There are two main reasons that the role of nonprofits are not fully appreciated. First, nonprofits are not proactively articulating their added value in these relationships. Second, the type of work that nonprofits undertake in many cases is often undervalued, particularly by corporations, who do not have experience as on-the-ground implementers.
For example, when companies first began to try to tap “base of the pyramid” markets, many assumed they had to lower their prices to increase sales. Generally these companies did not take the time to learn about the social or cultural factors that inhibited people, particularly women, from being their customer, sales agents, or entrepreneurs in their supply chain. As a result, they saw no reason to work with nonprofits that have expertise in these areas.
This model is changing, and companies are working together with nonprofits and governments to understand that base-of-the-pyramid business models are more complex than originally thought.
So why does it matter that nonprofits are left out of the PPP limelight?
I believe that if the development community wants to scale and replicate partnership models, we need a clear understanding of the contributions of different stakeholders. Undervaluing the role of the nonprofit implementer gives a distorted picture of how these partnerships function.
Therefore the purpose of bringing nonprofit contributions to the fore is not just to give nonprofits the credit they deserve. Rather, it will enable partners to better understand what investments (e.g. costs, staffing) are needed to design and implement successful cross-sector partnerships.
Having a total picture of the contributions that make up a successful partnership is important because, to date, there has been less attention focused on evaluating the effectiveness or “health” of different partnership models.
Given that these types of partnerships are likely to remain popular in the coming years, nonprofits should work to increase their own visibility.
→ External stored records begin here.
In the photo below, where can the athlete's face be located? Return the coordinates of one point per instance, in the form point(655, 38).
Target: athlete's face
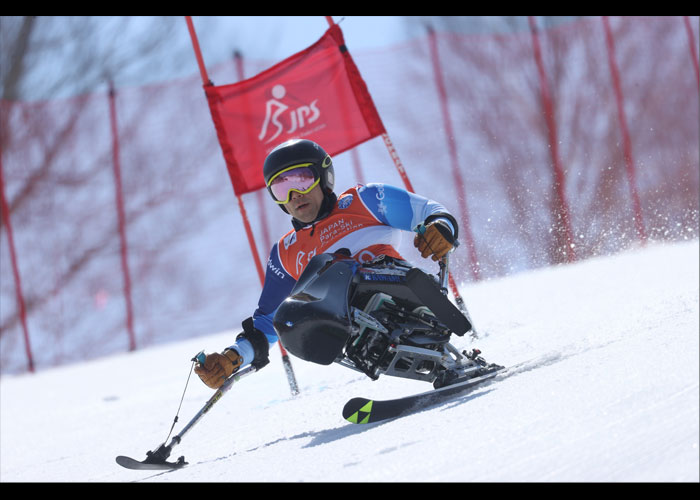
point(305, 207)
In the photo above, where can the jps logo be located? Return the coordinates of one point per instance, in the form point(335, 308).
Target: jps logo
point(281, 118)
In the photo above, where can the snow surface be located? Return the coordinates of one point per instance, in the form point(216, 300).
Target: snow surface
point(608, 392)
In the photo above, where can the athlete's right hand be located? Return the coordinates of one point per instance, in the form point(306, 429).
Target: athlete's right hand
point(218, 367)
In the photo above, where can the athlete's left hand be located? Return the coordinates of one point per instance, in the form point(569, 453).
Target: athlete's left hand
point(435, 241)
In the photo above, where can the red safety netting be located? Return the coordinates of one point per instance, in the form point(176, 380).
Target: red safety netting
point(472, 132)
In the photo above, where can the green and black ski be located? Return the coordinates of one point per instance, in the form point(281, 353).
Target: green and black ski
point(367, 411)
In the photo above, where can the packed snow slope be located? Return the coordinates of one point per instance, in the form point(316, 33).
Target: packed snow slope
point(608, 391)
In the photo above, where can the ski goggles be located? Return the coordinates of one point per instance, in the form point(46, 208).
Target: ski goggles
point(299, 178)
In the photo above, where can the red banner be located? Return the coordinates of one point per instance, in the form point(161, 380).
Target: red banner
point(316, 94)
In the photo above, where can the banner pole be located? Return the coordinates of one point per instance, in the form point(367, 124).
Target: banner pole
point(409, 187)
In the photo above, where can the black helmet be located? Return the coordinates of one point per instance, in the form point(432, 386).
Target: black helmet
point(297, 152)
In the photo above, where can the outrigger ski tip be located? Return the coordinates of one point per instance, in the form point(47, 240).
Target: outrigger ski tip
point(155, 460)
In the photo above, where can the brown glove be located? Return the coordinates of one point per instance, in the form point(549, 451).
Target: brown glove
point(218, 367)
point(436, 240)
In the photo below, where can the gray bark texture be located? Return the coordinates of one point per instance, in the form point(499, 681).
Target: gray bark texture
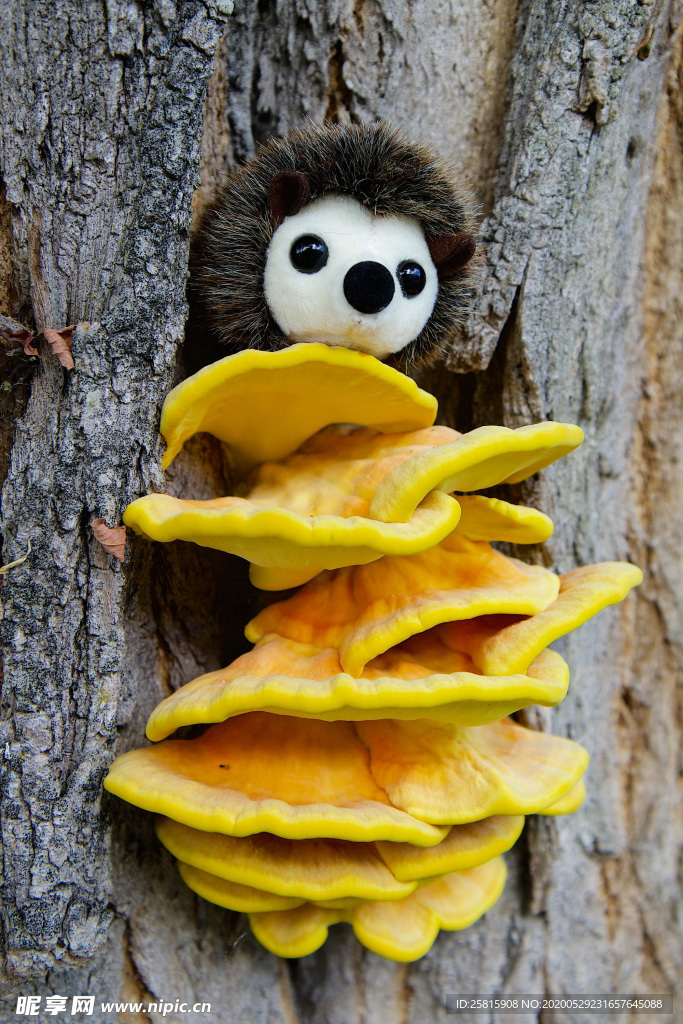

To do this, nonprofits should be better able to articulate their value-add, both quantitatively and financially. This would require a nonprofit to conduct a serious assessment of their organizational assets, core competencies and comparative advantage, enabling them to develop a clear value proposition.
If we hope to realize the promise of these partnerships, then, we need to begin with an honest assessment of what each party brings to the table, and that starts with acknowledging the role of nonprofits.